Dix hommes à abattre (Ten wanted men) – de H. Bruce Humberstone – 1955
Randolph Scott décidé à se venger après la mort d’un proche… Voilà une phrase qui peut résumer une belle quantité de westerns. De là à dire que celui-ci tombe dans la facilité, il y a un pas que je ne franchirais pas. Il y a bien des raccourcis dans ce film : une romance qui se noue en un quart de seconde, un prétexte de querelle auquel on a bien du mal à croire, des rebondissements téléphonés (on sait d’emblée qui va se faire tuer et qui va s’en sortir).

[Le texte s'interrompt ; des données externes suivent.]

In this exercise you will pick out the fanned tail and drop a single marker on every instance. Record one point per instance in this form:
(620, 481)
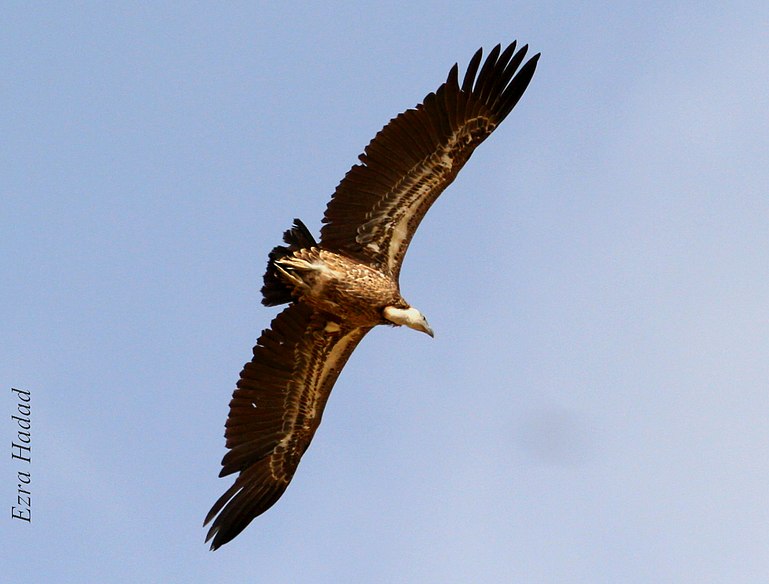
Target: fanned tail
(275, 291)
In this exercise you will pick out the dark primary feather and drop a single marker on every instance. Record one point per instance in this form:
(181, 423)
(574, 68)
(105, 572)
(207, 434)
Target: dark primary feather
(275, 411)
(275, 291)
(379, 204)
(372, 216)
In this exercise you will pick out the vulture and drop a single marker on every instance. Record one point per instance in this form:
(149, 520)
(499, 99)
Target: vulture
(339, 288)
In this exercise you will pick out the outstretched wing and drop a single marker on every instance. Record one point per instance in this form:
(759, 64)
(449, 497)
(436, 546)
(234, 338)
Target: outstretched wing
(379, 204)
(275, 411)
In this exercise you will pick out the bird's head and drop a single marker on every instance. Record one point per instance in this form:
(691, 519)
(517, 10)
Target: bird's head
(410, 317)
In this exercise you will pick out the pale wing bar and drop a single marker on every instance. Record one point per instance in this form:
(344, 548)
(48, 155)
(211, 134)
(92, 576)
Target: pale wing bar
(275, 411)
(379, 204)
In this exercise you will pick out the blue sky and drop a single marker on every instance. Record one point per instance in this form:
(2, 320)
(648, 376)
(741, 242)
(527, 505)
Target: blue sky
(593, 407)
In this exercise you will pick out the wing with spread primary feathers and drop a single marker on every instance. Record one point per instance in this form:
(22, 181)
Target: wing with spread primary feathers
(379, 204)
(275, 412)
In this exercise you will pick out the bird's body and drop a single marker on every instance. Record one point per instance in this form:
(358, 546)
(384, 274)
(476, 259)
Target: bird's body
(341, 287)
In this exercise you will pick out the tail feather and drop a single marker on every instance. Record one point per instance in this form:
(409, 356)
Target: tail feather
(275, 291)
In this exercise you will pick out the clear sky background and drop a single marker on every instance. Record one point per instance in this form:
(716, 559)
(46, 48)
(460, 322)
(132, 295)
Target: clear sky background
(595, 405)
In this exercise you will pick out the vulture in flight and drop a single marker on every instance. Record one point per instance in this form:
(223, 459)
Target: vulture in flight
(341, 287)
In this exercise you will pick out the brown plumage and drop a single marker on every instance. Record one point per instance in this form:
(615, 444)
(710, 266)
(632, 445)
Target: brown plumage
(340, 288)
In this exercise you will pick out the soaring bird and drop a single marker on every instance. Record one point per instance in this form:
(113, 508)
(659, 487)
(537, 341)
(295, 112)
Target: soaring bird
(338, 289)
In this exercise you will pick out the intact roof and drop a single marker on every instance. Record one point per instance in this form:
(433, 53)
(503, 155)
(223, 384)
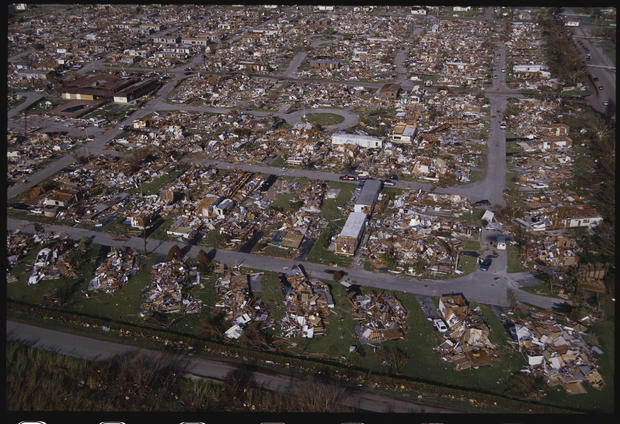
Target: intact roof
(354, 225)
(369, 192)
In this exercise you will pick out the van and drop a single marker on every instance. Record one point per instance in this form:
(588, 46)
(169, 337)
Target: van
(501, 242)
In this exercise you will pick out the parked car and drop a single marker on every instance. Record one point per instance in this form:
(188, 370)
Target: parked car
(440, 325)
(485, 264)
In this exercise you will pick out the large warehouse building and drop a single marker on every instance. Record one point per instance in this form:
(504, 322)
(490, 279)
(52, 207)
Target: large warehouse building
(107, 87)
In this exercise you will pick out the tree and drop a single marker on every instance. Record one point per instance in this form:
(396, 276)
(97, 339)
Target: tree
(175, 253)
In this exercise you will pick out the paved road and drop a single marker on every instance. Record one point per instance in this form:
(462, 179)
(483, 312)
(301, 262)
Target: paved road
(489, 287)
(606, 78)
(295, 62)
(94, 349)
(31, 97)
(492, 186)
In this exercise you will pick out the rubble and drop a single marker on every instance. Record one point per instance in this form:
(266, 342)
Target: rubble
(115, 270)
(557, 352)
(467, 341)
(308, 303)
(381, 316)
(168, 290)
(236, 297)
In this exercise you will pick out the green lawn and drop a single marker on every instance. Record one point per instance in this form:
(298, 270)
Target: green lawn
(425, 364)
(19, 290)
(320, 254)
(514, 264)
(278, 162)
(160, 231)
(124, 303)
(155, 186)
(286, 202)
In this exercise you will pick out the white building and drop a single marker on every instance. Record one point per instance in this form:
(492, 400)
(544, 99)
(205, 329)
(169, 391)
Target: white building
(365, 141)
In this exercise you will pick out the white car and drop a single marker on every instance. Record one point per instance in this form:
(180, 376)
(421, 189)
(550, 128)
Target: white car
(440, 325)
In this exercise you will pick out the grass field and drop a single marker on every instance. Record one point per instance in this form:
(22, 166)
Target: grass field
(514, 264)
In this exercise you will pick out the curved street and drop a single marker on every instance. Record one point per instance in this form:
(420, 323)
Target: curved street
(486, 287)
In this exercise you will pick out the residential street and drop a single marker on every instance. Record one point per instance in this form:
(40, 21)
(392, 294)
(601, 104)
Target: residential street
(490, 287)
(93, 349)
(486, 287)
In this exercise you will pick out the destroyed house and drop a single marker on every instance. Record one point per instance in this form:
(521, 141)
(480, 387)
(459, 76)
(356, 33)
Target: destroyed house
(368, 197)
(58, 198)
(573, 217)
(319, 64)
(389, 91)
(403, 134)
(453, 308)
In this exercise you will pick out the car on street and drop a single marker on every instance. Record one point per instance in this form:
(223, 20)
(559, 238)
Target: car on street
(485, 264)
(440, 325)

Mais il y a aussi des choses assez enthousiasmantes.
Et ça commence par une scène inattendue : un braquage de diligence (oui, oh, rien de bien original), qui s’avère être une blague, que vient dévoiler le grand rire d’un Randolph Scott inhabituellement jovial en grand propriétaire tout à son bonheur de retrouver son frère et son neveu, qu’il n’a pas vus depuis dix-huit ans. Sauf que le neveu tombe raide amoureux (au premier regard) d’une jeune femme qu’un autre grand propriétaire veut garder pour lui. C’est Richard Boone, alors on sait qu’il sera le grand méchant de l’histoire. Pas manqué.
C’est le grand méchant, mais il est assez étonnant. Parce qu’il n’est visiblement motivé que par l’amour (un amour très possessif, mais un amour quand même), et pas par l’argent ou le pouvoir. Parce qu’il ne tarde pas à se faire dépasser par les tueurs qu’il a engagés. Et parce qu’il est franchement assez pathétique, jusqu’au duel (presque) final attendu.
Ce western détonne par la place qu’il réserve aux femmes et aux romances, centrales à plusieurs titres. Le scénario n’est certes pas d’une très grande finesse, mais Humberstone, cinéaste nettement moins réputé que Boetticher ou De Toth dans le genre (pour citer les deux cinéastes fétiches de Randolph Scott au cours de cette décennie), mais il signe un western passionnant, avec quelques très beaux moments, à l’image de cette scène d’attente dans la maison assiégée, avec une série furtive de gros plans magnifiques.
Belle aussi, la relation de Scott avec la veuve jouée par Jocelyne Brando (la sœur de), romance qui ne dit pas son nom. Humberstone met joliment en scène la tendresse qui unit cet homme jovial et très entouré et pourtant solitaire, et cette femme plus si jeune. Les autres rôles féminins ne sont sans doute pas aussi intéressants, aussi développés. Mais ne serait-ce que pour la place qui est réservée aux femmes, Dix hommes à abattre mérite d’être découvert.